You have also decided that on your platform you are not going to have the highly speculative non-fungible or NFT tokens. As a platform, you have also stayed away from leverage and lending against cryptos as much as possible. It must have been based on some kind of decision, some kind of thinking about how you’re going to survive in a down cycle?
Let me first say that it is not taxation that worries the crypto industry. It is mainly the TDS, which holds 1% of the total sale value, while in the stock market this percentage is 0.02% and that is why it does not harm stock investors, but investors cryptographic. This is the point of fear that we want to push through, which can equal the stock industry and give equal opportunity to all of these asset classes?
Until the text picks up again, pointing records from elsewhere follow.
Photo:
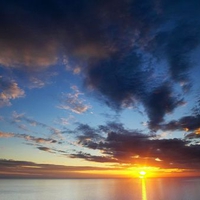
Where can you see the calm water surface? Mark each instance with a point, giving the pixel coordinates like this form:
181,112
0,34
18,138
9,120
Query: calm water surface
100,189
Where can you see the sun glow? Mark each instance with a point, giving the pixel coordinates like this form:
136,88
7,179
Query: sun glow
142,173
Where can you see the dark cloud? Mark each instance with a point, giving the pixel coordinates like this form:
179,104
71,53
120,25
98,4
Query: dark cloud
118,43
186,123
133,147
160,102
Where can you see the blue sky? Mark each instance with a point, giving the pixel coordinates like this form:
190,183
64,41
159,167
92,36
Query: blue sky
101,84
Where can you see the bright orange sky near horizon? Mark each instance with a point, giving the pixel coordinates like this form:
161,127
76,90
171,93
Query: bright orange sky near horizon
92,89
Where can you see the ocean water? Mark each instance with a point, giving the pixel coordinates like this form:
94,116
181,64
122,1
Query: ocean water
100,189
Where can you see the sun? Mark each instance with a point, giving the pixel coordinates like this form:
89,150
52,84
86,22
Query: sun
142,173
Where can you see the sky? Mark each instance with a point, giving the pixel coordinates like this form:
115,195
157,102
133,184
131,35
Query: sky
99,88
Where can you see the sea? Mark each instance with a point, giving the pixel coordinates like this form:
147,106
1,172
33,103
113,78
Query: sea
101,189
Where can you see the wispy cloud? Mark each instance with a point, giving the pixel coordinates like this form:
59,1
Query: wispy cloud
9,90
37,140
24,169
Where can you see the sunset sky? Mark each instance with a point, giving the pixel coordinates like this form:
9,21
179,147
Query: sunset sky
97,88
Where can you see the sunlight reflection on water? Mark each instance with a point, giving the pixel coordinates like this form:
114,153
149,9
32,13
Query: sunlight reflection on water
144,194
101,189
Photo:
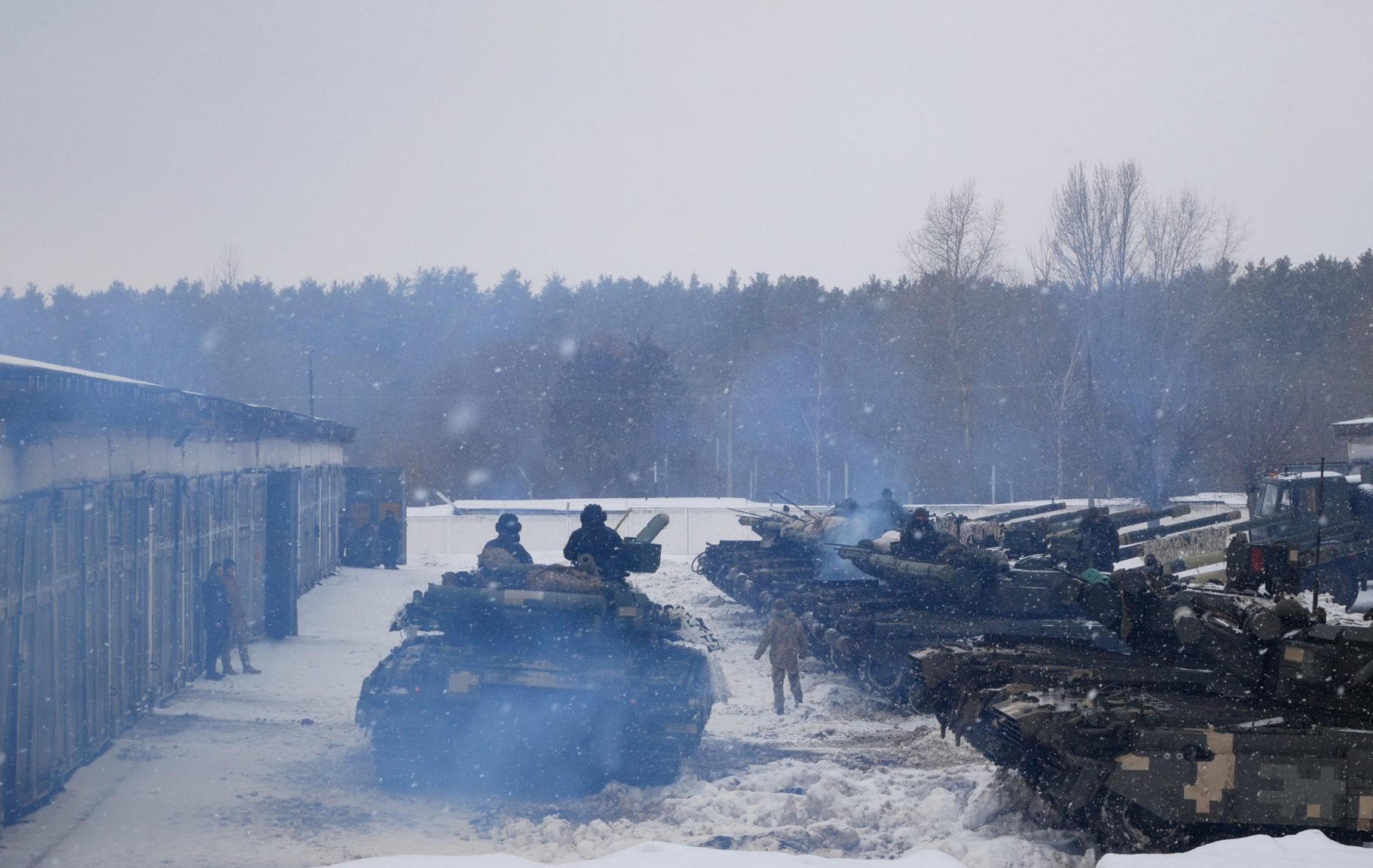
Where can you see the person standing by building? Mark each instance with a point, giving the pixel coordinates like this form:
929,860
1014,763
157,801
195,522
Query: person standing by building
215,604
390,539
238,622
1099,542
784,639
601,542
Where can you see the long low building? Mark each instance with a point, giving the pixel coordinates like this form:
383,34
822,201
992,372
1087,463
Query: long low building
115,496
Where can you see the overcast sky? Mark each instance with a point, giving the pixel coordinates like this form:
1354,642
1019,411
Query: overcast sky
337,139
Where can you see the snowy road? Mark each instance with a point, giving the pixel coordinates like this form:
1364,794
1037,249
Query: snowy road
271,769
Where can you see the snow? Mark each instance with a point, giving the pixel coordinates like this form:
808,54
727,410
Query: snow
1303,849
14,362
661,856
271,771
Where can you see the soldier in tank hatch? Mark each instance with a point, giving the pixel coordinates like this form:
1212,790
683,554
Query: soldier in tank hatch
893,515
784,639
238,622
506,550
919,539
601,542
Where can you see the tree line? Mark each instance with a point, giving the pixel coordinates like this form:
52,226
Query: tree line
1137,359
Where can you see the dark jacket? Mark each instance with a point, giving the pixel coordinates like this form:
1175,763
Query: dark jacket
920,540
509,542
215,599
601,542
390,533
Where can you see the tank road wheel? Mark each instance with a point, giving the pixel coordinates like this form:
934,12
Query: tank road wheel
885,677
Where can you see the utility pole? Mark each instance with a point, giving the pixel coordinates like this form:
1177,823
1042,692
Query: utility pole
729,442
309,360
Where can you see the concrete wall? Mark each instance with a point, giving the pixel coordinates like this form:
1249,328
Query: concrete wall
690,529
92,455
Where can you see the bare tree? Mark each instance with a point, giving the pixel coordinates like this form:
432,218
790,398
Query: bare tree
959,240
1184,232
1261,422
224,274
959,246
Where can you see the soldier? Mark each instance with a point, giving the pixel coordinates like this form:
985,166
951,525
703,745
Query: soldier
784,639
215,604
1099,542
506,549
890,512
238,622
390,537
919,539
601,542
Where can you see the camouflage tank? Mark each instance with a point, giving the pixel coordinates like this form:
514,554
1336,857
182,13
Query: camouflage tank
871,628
790,552
1234,714
540,676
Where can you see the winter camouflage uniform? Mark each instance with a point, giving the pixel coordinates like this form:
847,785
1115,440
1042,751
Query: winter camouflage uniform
784,639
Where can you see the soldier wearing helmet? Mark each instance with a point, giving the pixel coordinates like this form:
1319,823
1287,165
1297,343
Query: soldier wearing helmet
601,542
506,550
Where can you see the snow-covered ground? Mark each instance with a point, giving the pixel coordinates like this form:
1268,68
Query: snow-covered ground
270,771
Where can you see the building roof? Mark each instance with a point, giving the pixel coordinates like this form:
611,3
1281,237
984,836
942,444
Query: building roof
40,393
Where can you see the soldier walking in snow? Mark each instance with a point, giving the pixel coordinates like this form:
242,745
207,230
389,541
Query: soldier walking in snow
784,639
506,550
215,602
390,537
601,542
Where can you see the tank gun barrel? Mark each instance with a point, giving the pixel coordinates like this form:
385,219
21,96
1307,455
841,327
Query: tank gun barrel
1010,515
888,566
654,527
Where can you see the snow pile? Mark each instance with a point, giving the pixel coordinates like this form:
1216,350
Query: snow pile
656,853
1301,851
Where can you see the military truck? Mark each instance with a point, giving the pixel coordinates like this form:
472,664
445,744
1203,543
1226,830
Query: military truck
1286,511
870,628
547,676
1234,714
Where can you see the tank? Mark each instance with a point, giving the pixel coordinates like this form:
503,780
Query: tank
870,628
539,677
791,551
1231,714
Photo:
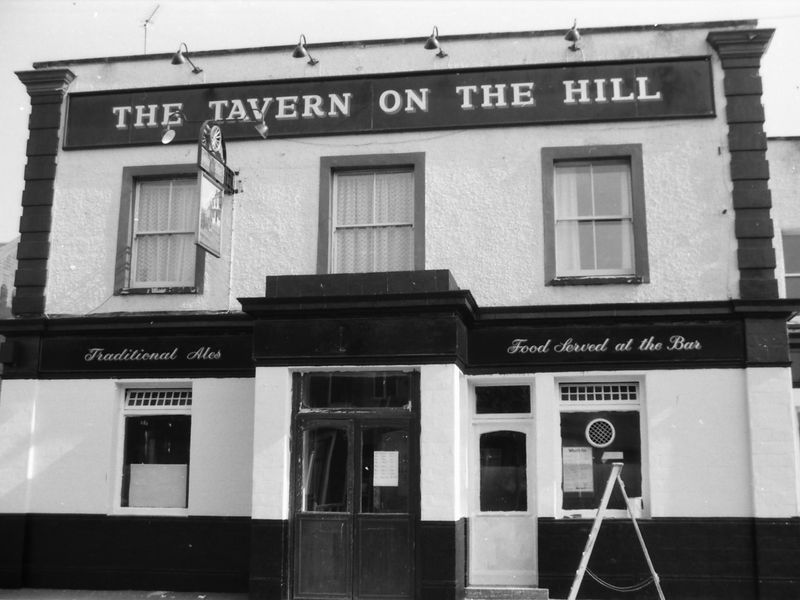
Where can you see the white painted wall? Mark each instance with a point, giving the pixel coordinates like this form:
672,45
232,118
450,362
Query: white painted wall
221,447
773,434
443,442
696,432
272,418
481,184
17,401
60,446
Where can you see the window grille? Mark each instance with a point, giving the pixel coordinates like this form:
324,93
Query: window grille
599,392
149,399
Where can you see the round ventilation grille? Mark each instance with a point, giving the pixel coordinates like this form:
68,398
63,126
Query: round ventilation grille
600,433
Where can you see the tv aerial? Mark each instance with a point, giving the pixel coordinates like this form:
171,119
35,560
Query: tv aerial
147,22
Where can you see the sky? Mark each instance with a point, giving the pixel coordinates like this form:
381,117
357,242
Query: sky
48,30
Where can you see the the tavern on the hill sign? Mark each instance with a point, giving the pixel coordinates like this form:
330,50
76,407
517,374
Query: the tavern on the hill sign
573,93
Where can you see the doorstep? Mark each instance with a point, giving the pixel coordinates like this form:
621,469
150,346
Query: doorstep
505,593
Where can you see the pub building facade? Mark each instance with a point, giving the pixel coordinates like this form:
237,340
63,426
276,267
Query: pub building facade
393,349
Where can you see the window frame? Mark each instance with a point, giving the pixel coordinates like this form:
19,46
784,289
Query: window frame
642,507
124,414
629,152
329,165
131,176
787,275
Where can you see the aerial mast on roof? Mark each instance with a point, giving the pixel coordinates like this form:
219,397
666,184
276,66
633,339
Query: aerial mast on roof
147,22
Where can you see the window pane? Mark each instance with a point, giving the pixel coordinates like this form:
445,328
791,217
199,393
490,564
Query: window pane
393,249
575,250
794,354
183,209
354,250
165,259
156,461
612,194
613,240
502,399
573,190
357,390
324,470
791,253
384,470
585,473
354,199
394,195
793,287
168,258
374,218
153,206
503,478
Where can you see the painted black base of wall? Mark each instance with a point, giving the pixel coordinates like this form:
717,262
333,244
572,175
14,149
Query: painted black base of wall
695,559
209,554
269,560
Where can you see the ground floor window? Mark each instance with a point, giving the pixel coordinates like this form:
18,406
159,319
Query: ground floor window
600,425
155,466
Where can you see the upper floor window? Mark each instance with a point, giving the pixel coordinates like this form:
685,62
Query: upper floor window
791,263
372,214
157,232
594,215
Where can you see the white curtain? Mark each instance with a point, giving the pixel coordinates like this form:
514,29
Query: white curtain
164,233
374,218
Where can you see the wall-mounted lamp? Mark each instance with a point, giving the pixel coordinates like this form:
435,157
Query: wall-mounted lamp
182,55
432,43
168,133
301,51
573,35
262,128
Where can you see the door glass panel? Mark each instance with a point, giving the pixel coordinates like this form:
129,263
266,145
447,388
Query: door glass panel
384,470
502,399
503,481
357,390
324,470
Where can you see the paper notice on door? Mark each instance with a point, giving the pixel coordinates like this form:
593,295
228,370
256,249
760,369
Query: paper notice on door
578,469
386,468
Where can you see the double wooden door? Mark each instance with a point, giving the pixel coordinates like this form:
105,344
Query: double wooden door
355,505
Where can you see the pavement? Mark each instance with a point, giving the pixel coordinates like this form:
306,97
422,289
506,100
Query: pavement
41,594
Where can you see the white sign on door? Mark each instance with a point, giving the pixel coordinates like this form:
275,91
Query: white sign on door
386,468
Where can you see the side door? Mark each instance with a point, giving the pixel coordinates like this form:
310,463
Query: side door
503,519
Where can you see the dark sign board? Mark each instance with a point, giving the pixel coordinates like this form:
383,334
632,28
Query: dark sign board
525,95
147,355
619,344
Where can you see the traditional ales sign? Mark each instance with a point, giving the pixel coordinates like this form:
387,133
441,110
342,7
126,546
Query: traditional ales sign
529,95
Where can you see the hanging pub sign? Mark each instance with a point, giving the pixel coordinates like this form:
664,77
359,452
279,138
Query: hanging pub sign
485,97
209,223
215,179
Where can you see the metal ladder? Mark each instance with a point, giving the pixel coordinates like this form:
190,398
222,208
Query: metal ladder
616,470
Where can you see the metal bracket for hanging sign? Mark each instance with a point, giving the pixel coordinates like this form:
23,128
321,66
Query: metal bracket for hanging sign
616,470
When it comes to the different business models of different companies in the crypto space, there are several business models and some are inherently more risky than others and obviously the proper execution of a business model can make or break a business. We see this happening over the past few weeks. Many crypto companies perished due to the insolvency that existed because they took a higher risk on the products they offered to their users.

CoinSwitch allows users to buy and sell cryptos for a low fee and this is our business model. We do not lend crypto, offer interest on crypto deposits or balances, or reinvest users’ crypto, ensuring the safety of users’ funds. And the user should also ensure that he chooses the right platforms when embarking on crypto investments without falling into the trap of lucrative offers that may be too good to be true in some cases. It is therefore essential at this stage to ensure that they are investing in the right company and that it is taking the right steps to reduce risk in the market.

Withdrawals have been suspended on a few platforms. I don’t know if CoinSwitch has. It would be nice if you clarify for us. Who will protect depositors? What happens to their money?
That’s a very good question by the way. For the record, we have not closed withdrawals and we will not close withdrawals unless there is a banking channel issue rather than a solvency issue at CoinSwitch. We will continue to operate normally as we operate today.

When the stock industry was created, I think similar problems plagued the stock industry as well. Today after 30 years, this regulation exists and that is why it is good for users and their protection. These are the same regulations that we have been asking for for years. The crypto industry is only 10 years old. It evolves and regulations must evolve with innovation.

We have all asked for the right regulations to be put in place to ensure such cases do not occur, that companies adhere to these rules and restrictions ensuring that users’ money is protected at all times and we we are all in favor of that. But this is a new innovation. We need to accept this fact and new rules and regulations need to be developed to protect users in the crypto industry as companies like ours take all the precautionary measures that we cannot guarantee everyone in the industry would do the same.

So while there may be 95% good players, 5% of players can do whatever they want to do. So to protect our users, we need to make sure regulations are in place that are equal for every business and make sure every business follows best practices that ensure user protection.